Y después de semejantes y pantagruélicos refrigerios, en su tiempo libre, como astronautas podríamos leer, ver películas, jugar a las cartas –me imagino que con naipes de plomo, hecho harto peligroso para cantar un vale cuatro con el ancho de espadas pegado a la frente-, hablar con nuestras familias, hacer ejercicio e incluso tocar instrumentos musicales. O si quisiéramos, contemplar arrebolados un amanecer o un ocaso terrestre, espectáculo que se repite cada 45 minutos en la Estación Espacial.
Para la hora de descansar la Estación cuenta con dos pequeños “dormitorios” individuales, con una bolsa de dormir y una ventana cada uno.

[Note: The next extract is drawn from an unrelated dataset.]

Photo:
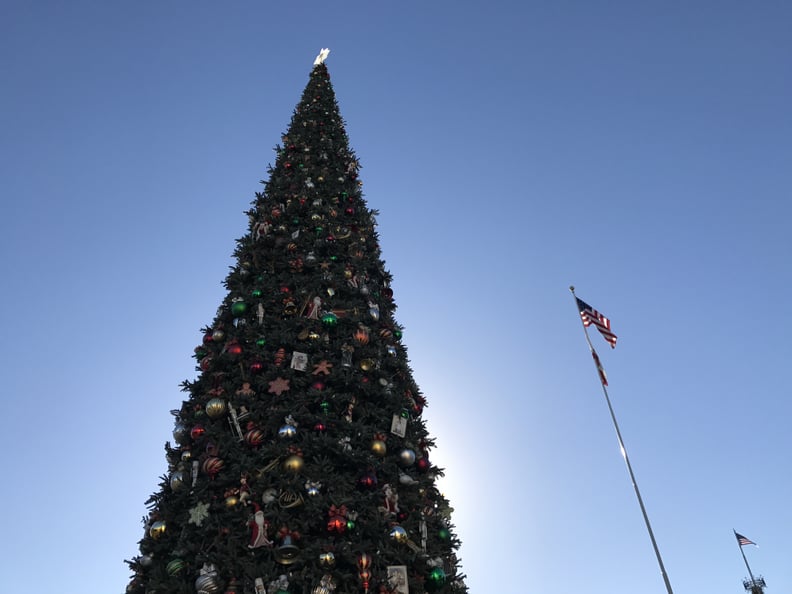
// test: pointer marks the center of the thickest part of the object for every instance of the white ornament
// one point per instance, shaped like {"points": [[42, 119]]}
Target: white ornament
{"points": [[322, 56]]}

Pero cuando hay más de dos personas en la ISS, el Comandante puede autorizar al resto de los astronautas a dormir donde mejor les venga en ganas, ya que con eso de la gravedad cero uno se larga a roncar flotando como un barquito de papel, eso sí, primero sería mejor atarse, no vaya a ser que en nuestro derrotero onírico hagamos trizas la vajilla espacial, que para reemplazar esa jarra de jugo no tenemos el almacén de doña Carmen de la esquina.

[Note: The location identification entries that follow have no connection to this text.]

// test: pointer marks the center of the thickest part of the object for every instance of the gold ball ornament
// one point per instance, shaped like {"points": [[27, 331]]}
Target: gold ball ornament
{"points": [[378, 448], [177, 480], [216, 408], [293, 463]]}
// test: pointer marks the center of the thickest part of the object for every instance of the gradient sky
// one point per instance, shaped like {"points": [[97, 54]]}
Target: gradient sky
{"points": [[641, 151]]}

Pero no todo es flores en el espacio, los aspirantes a astronautas también tienen sus bemoles, como el día que nos enteremos que se recicla casi el noventa por ciento de la orina de los tripulantes, la imaginación no va a ser una buena compañera en ese momento. Es que conseguir agua allá arriba es un problema, por lo que si nuestra propia restricción del uso del líquido elemento nos parece estricta, pensemos en esos muchachos, que para asearse utilizan únicamente toallitas higiénicas, o que se cambian de ropa interior un día sí y otro no y las medias polares las tienen que hacer durar más o menos limpias un mes entero.
O sea, yo era uno de los que siempre quiso ser astronauta cuando era chico, pero a decir verdad, me alegro mucho que Cabo Cañaveral haya quedado tan lejos, ¿no?